Binding between Dox and the α-, β- or γ-CyD residue via a host−guest interaction was investigated by ¹H NMR analysis (Supplementary Figure S4), where we used CyD-g-CSs having CyD contents of ~10% and an equivalent amount of Dox toward the CyD residue. In the case of α-CyD-g-CS, the signals attributed to Dox were not changed at all. In the case of β-CyD-g-CS, the signal attributed to an aromatic proton of Dox was slightly shifted. In contrast, in the case of γ-CyD-g-CS some signals were significantly shifted. These results are consistent with the previously reported inclusion behavior of α-, β- or γ-CyD toward Dox.^{14, 17} The binding constant (K) because of the host−guest interactions between Dox and the β- or γ-CyD residues was estimated from Benesi–Hildebrand plots (Figure 2 and Supplementary Figure S5). Linear relations, indicating the formation of inclusion complexes with 1:1 stoichiometry, were shown in both β- and γ-CyD-g-CS. The K values for the β- and γ-CyD-g-CS estimated from the slopes and intercepts were 6.2 M⁻¹ and 171.5 M⁻¹, respectively, which were almost the same as those for β- and γ-CyD (7.2 M⁻¹ and 225.1 M⁻¹, respectively). These results indicate that the inclusion ability of the β- or γ-CyD residue is not changed as much as that of β- or γ-CyD.

Figure 2

Benesi–Hildebrand plots of the β-CyD-Dox system (□), the β-CyD-g-CS-Dox system (▪), the γ-CyD-Dox system (△) and the γ-CyD-g-CS-Dox system (▴).

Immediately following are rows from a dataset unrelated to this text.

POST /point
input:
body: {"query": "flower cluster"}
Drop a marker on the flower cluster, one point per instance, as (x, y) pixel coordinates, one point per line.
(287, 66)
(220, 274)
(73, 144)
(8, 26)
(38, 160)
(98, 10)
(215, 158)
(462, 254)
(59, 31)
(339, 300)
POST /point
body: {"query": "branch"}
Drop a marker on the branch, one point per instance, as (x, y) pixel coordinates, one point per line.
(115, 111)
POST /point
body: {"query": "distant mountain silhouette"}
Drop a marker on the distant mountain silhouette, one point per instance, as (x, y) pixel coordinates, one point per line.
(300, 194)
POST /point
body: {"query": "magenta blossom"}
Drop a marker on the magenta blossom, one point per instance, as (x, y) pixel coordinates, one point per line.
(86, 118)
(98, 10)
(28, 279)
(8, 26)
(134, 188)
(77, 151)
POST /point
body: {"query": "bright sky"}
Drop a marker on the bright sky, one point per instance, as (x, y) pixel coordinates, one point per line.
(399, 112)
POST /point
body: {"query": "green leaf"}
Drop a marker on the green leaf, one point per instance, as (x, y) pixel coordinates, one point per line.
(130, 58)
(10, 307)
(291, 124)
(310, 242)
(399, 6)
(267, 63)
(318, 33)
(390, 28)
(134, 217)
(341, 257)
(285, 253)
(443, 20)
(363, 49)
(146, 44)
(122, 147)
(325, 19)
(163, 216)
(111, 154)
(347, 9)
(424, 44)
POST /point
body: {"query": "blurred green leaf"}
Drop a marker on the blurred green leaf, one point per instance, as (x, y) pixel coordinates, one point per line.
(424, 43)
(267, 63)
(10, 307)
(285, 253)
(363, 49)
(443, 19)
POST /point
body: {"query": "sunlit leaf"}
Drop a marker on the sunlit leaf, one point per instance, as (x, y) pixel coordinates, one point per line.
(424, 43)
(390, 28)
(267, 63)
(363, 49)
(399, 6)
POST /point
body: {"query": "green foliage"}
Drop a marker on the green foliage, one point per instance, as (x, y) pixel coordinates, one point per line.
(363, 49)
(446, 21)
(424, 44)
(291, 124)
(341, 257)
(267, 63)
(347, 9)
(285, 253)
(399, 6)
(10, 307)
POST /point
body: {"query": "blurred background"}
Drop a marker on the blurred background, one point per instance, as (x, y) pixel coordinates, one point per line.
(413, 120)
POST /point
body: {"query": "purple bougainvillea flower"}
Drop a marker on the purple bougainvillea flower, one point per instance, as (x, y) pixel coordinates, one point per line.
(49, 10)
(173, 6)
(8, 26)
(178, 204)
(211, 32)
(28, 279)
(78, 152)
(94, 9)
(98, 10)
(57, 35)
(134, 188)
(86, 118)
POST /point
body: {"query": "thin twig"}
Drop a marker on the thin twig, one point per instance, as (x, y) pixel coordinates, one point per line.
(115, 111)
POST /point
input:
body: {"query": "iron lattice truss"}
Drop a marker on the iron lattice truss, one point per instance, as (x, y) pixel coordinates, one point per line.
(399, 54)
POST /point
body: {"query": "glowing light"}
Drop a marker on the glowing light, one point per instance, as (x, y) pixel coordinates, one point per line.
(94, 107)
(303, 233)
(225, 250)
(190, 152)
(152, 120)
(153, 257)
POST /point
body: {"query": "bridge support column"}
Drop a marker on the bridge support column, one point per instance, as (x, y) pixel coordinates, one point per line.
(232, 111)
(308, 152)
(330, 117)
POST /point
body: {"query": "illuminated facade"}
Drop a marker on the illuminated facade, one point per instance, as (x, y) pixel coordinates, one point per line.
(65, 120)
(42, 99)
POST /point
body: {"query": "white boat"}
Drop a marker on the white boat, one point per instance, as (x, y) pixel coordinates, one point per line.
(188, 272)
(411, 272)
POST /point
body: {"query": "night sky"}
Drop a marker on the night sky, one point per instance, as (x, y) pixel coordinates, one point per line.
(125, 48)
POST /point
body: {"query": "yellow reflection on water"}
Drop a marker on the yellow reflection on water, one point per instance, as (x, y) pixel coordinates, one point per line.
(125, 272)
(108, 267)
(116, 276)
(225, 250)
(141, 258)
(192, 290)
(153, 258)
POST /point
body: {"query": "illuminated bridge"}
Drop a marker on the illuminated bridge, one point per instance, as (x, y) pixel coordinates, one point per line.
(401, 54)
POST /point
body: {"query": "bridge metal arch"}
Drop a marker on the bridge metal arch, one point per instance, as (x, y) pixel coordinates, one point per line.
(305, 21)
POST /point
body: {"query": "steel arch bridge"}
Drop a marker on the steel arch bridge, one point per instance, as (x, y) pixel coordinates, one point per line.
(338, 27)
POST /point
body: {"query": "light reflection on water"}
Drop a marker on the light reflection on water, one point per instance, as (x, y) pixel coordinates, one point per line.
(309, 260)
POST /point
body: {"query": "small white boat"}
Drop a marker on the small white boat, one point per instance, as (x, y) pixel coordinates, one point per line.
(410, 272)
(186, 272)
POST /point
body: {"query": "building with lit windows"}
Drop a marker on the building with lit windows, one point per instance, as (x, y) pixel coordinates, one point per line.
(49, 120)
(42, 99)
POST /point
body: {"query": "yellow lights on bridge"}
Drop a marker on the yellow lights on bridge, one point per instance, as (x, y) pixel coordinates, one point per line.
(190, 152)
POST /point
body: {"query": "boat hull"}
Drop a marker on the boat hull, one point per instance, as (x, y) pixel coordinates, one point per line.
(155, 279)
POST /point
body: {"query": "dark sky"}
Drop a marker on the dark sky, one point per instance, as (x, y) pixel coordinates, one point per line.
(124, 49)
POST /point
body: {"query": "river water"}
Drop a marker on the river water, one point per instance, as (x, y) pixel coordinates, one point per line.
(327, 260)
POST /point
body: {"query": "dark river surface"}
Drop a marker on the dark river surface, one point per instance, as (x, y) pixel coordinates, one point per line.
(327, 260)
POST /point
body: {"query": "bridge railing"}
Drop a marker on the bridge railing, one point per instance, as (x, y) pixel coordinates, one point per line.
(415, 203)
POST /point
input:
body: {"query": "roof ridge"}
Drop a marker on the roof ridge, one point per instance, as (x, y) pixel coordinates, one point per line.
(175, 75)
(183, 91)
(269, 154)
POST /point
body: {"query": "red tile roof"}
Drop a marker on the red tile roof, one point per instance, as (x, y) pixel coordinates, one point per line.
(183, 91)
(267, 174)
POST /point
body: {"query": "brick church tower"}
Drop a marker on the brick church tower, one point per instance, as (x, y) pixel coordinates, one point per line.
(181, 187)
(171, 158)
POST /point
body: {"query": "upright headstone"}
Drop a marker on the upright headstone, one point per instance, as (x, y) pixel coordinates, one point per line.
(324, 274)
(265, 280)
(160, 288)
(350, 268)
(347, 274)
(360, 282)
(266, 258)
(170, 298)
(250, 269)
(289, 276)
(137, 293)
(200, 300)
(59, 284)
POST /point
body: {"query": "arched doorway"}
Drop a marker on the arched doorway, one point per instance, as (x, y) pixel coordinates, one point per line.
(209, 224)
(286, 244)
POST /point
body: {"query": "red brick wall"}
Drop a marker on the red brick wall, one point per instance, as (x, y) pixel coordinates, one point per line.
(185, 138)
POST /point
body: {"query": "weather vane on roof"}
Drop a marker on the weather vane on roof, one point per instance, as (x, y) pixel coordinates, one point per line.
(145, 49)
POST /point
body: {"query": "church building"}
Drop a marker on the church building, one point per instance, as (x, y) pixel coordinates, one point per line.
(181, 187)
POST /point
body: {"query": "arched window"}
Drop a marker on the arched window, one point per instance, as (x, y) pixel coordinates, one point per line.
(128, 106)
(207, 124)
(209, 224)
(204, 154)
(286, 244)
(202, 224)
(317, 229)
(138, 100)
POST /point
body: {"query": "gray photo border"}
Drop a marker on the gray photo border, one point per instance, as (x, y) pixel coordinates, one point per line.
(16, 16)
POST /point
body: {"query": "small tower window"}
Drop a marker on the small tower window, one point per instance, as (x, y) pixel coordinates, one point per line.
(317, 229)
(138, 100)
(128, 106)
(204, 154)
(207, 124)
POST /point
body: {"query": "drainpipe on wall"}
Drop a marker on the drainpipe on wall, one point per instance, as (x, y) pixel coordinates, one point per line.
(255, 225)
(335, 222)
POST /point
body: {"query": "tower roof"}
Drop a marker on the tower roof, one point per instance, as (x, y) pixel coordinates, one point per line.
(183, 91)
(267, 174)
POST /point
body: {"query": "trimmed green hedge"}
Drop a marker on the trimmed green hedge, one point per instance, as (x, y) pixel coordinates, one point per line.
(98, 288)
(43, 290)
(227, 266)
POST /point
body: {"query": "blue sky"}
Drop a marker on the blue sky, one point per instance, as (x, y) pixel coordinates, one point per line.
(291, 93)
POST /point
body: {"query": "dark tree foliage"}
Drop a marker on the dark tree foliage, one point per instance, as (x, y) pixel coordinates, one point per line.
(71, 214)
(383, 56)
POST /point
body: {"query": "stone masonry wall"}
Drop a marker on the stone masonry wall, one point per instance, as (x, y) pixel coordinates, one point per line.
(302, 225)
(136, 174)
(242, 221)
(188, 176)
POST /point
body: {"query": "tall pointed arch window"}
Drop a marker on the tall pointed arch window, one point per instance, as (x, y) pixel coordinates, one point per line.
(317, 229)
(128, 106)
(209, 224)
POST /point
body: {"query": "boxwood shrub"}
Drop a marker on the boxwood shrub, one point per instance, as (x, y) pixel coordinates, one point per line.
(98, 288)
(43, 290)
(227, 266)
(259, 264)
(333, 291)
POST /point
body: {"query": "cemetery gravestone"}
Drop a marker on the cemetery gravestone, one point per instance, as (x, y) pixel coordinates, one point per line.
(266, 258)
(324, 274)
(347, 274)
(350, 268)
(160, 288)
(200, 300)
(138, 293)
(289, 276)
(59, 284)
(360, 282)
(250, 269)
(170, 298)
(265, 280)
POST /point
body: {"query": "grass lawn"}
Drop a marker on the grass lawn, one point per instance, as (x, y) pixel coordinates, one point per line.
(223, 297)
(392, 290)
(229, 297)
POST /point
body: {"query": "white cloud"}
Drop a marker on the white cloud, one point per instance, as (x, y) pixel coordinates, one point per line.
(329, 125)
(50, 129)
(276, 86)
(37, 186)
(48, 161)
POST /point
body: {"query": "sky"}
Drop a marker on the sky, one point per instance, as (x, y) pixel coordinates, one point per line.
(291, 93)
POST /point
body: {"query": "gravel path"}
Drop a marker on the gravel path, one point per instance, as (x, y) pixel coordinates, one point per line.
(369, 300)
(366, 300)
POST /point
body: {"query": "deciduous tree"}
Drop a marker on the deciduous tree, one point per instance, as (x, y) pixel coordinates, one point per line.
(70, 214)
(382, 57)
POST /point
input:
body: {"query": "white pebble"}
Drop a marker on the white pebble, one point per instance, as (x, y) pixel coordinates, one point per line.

Preparation of Dox-capturing nanoparticles composed of CyD-g-CS and TPP

TPP is a frequently used polyanionic crosslinker for the preparation of a CS nanoparticle. The nanoparticle is used as a drug carrier for Dox,¹² where Dox is captured via the electrostatic attraction of TPP. Inclusion by CyD residues would enhance adsorption via the host−guest interaction. Thus, we investigated the preparation of a Dox-capturing nanoparticle with α-, β- or γ-CyD-g-CS and TPP. The α-, β- and γ-CyD-g-CSs were converted into nanoparticles in the presence of Dox by the addition of TPP solution. The production of nanoparticles was confirmed by dynamic light scattering and scanning electron microscopic analyses, in which nanoparticles ~100 nm in diameter and their aggregates (~600 nm) were observed (Supplementary Figure S6). Figure 3a shows the capturing efficiency of the nanoparticles for Dox estimated with a centrifugation tube equipped with semi-permeable membranes. The capturing efficiencies of the nanoparticles prepared with CS, α-, β- and γ-CyD-g-CS were 17.0, 17.1, 20.2 and 28.6%, respectively. In the case of γ-CyD-g-CS forming a moderate inclusion complex with Dox, the capturing efficiency was ~1.7-fold higher than that in CS. It is likely that the higher capturing efficiency is attributable to both the host−guest and electrostatic interactions (Figure 3b). To confirm the contribution of the inclusion, the capturing efficiency in the presence of large amount of poly(ethylene glycol), that is a macromolecuar guest for γ-CyD¹⁸, was evaluated, in which the capturing efficiency was decreased to 18.4%. This result indicates the inclusion by γ-CyD-g-CS enhanced the capturing efficiency for Dox.

Figure 3

Capturing efficiencies of the nanoparticles prepared with CS, α-, β- or γ-CyD-g-CS for Dox (a) and a graphical image of the binding modes in the nanoparticle prepared with γ-CyD-g-CS (b).

Conclusion

We have developed a facile method of preparing CyD-g-CS by means of the carboxymethlation of CyDs and the dehydration-condensation reaction to CS. In this method, crude product containing ~10% of the CM-CyD was subjected to the grafting reaction without further purification. The product (CyD-g-CS) was finally purified by dialysis. This method was applicable to all common CyDs (α-, β- and γ-CyD). Besides, the CyD content was changeable by the feed ratio (CM-CyD/CS unit). CyD-g-CS was obtained in higher yield in a shorter period of time compared with our previous report. This facile method makes further functionalization of the CyD-g-CS accessible. We have found that the inclusion by γ-CyD-g-CS enhanced the capturing efficiency for Dox. Further functionalization of CyD-g-CS for tumor targeting and a triggered release would provide an improved Dox delivery system. This work is now in progress.

Facile preparation of α-, β- or γ-CyD-g-CS.